How did a 50-something,nicely brought up mother from London, England land up driving an 18 wheeler across America? It became a whole lot more complicated than you would expect. However, adventures are adventures and hiccups are where the stories lay…
Why on earth would a fifty-something, nicely brought-up mother suddenly make a decision to drive a truck?
It was a very good question and, like the majority of good questions it had answers both basic and complex. From ‘it sounds like fun’ through ‘it’s a normal immigrant job’ via ‘well, earn more cash in a truck than I could using a Master’s degree’ with a detour along ‘I’ve driven ambulances and stretch limos, if I want to get bigger it’s either a truck or even plane and this course is cheaper’…none of these reasons quite encapsulated all of it.
And these were merely the rationalisations for a much vaguer pull towards the massive beasties that I’d been seeing while driving since emigrating from the UK to Canada. There seemed to be no rationalisation needless to say for the other vague pull, a lifelong obsession with doing things merely because they’re slightly weird.

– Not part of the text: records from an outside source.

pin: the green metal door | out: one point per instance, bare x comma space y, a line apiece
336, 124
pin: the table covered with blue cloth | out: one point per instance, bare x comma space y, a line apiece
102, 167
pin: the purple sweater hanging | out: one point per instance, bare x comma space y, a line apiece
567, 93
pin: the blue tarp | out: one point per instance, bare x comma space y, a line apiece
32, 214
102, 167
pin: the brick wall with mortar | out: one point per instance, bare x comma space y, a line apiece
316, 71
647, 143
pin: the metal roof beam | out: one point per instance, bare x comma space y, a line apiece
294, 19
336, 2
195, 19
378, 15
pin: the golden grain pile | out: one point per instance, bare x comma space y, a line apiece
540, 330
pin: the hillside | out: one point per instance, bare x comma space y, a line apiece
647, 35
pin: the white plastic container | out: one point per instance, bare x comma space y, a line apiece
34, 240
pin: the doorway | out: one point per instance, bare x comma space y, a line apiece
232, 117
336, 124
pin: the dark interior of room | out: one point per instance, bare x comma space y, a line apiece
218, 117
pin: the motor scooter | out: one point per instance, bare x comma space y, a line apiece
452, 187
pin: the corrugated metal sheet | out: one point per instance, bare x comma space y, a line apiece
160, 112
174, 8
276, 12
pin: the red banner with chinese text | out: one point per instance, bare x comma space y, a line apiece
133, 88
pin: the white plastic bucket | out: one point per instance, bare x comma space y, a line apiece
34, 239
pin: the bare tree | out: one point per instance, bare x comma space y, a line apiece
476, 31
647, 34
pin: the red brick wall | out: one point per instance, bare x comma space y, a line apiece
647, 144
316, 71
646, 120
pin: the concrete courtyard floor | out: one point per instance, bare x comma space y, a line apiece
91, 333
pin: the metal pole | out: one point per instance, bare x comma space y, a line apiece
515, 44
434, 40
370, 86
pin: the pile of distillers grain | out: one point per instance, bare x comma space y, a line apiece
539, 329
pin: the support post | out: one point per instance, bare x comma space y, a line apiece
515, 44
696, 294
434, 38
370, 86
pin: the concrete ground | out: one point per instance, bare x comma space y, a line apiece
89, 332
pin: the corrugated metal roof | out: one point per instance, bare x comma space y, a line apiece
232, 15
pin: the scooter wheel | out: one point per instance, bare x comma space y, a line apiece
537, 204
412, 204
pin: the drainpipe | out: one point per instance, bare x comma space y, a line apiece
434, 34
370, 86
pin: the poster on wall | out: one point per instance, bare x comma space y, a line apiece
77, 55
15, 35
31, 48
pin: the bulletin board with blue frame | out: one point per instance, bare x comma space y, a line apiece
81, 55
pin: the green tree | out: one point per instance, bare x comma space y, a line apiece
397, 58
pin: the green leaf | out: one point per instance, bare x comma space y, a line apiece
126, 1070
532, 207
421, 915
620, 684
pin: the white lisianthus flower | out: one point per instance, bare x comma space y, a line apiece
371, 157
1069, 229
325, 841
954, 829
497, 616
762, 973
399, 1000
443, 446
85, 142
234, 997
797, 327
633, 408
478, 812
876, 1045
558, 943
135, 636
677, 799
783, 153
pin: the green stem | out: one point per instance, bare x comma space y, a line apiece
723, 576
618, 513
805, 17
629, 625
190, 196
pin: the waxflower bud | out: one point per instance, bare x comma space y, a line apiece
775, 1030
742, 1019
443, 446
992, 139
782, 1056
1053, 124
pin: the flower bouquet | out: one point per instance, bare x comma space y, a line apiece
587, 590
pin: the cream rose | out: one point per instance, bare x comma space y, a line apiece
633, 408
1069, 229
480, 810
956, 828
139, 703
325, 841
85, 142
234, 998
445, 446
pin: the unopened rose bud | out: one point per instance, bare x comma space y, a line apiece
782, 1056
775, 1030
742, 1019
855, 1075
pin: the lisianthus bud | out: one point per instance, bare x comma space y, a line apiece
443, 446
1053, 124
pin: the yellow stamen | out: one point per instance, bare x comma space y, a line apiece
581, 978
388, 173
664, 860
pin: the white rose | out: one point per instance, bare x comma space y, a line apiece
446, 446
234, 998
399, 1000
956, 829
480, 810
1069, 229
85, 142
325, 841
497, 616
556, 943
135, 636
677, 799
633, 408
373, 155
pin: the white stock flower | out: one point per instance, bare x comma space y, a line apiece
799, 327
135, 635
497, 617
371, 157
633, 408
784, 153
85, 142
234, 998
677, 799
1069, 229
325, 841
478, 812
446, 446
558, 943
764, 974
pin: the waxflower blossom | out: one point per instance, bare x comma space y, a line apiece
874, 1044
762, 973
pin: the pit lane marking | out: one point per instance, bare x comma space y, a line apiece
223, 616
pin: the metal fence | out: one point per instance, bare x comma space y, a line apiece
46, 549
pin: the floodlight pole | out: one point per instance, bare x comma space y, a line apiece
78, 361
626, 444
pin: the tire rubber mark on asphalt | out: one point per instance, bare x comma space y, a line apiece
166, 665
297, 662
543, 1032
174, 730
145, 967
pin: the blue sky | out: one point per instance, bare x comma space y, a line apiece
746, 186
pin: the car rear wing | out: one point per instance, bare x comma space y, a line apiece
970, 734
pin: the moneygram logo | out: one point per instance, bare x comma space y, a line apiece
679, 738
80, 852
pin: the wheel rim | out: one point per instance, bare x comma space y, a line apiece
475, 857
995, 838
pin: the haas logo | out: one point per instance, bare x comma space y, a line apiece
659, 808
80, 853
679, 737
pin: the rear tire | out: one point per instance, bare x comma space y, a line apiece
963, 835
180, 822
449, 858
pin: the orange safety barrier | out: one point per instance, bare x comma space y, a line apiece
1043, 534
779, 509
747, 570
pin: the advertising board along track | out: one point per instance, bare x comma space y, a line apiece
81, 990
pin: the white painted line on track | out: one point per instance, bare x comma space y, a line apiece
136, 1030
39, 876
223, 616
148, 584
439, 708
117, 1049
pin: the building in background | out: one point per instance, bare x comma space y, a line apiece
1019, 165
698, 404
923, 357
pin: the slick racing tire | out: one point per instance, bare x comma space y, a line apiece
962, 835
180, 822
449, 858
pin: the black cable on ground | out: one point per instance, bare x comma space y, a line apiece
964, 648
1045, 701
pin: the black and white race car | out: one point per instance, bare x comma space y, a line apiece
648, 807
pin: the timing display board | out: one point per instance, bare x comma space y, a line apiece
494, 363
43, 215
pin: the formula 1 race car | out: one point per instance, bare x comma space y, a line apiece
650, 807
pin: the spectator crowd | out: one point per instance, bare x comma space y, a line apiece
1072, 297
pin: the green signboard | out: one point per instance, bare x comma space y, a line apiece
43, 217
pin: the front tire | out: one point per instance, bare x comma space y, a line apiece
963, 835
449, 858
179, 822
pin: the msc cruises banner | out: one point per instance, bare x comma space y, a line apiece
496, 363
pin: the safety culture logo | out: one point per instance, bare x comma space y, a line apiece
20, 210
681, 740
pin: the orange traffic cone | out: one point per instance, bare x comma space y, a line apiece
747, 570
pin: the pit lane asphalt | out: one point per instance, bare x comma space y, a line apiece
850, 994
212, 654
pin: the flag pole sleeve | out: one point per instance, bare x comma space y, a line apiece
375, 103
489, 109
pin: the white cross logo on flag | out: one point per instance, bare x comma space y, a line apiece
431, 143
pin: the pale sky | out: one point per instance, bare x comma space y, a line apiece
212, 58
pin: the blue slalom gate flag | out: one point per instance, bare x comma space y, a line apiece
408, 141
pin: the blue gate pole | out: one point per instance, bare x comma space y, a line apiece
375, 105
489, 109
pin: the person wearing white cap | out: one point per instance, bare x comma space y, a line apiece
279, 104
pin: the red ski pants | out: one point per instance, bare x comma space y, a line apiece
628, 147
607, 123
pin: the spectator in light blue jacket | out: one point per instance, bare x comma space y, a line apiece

Adding to my list of excuses that it seemed like a terrific angle for a book on trucking assisted slightly when trying to explain to those with no imagination, however, not much.
In fact, I hadn’t expected terror when I breezed into Tri-County Truck Driver Training one afternoon in 2008. I simply desired to understand what it took to be a trucking lady. I wanted to observe the US, how hard can it be?
Of course there is a minor distinction between learning to handle a 75-foot, slow-moving guided missile and dreaming about getting paid to see the continent; and actually earning a living. Spending 14 hours a day smelling of diesel. My first job was taking trailers full of mail from East to West. Team driving across Canada’s endless prairies and across The Rockies, and sometimes getting lucky enough to return via Texas. That Lake Effect Winter Storm was just an example of our countless weather-related narrow squeaks. North American trucking can be quite the escapade.
I’ve been almost arrested in Baltimore, sick as a dog in Tennessee, terrified in Chicago, Dallas and Detroit and dug out of the snow twice in a night in Alberta. I’ve made friends in Virginia and enemies here at home. And, given half a chance, I would probably forget all about how impossibly strenious it is and go out again to drive 18 wheels over the horizon.